Throughout the 18th and 19th century, the power of the king was gradually diminished, and parliament emerged as the ultimate authority. And as the British Empire expanded across the world, the concept of representative democracy was spread as well. But since this form of democracy originated from an absolute rule regime, it had inherited a flaw from that regime as well. The concept of parliamentary sovereignty. 

In essence, this gives parliament absolute authority over all of government. Parliament can make laws concerning everything, and cannot bind future parliaments by its laws. No judge can overrule acts of parliament. This means that the current parliament of the United Kingdom can rescind any right or protection granted to its citizens by previous parliaments.
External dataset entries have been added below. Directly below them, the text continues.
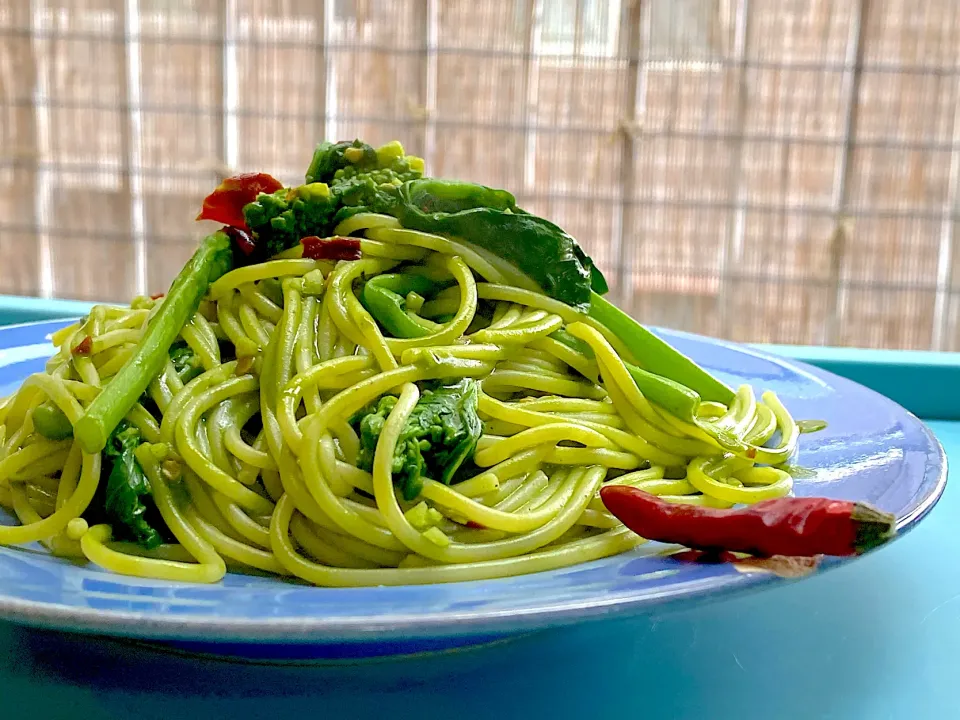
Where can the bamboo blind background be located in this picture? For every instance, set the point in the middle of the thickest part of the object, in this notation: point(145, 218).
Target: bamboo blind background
point(763, 170)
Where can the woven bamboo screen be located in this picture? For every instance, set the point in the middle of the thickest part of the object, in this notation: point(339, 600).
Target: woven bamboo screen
point(761, 170)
I trust the danger of this is clear.

When the time therefore came for the Constituent Assembly to construct the basis of what would form our nation, they already had very clear examples to emulate and pitfalls to avoid. Instead of a sovereign parliament, we have a government split into executive, legislative and executive branches. Universal suffrage was implemented from day one. And while our constitution can be amended so as to enable it to remain a living document like the United States Constitution, we elected to entrench the basic rights of our citizens in Article 131, which states: “No repeal or amendment of any of the provisions of Chapter 3 hereof, in so far as such repeal or amendment diminishes or detracts from the fundamental rights and freedoms contained and defined in that Chapter, shall be permissible under this Constitution, and no such purported repeal or amendment shall be valid or have any force or effect.”

I highly recommend that every citizen at least once avails him or herself of the opportunity to read our constitution. If you need more background, there is no more informative work that details its construction than “State Formation in Namibia: Promoting Democracy and Good Governance” by His Excellency Dr Hage Geingob – his doctoral thesis. 

No structure built can stand for long if it does not have a solid foundation. The same is true for a nation. And as structural engineers will tell you, no one can extend and built atop an existing structure without first examining its foundations to see if it is strong enough to support it. The same is true of a nation. That is what Constitution Day is all about. If we want to continue to build a strong and proud nation, we need to know the foundations it is built upon, or we shall surely fail.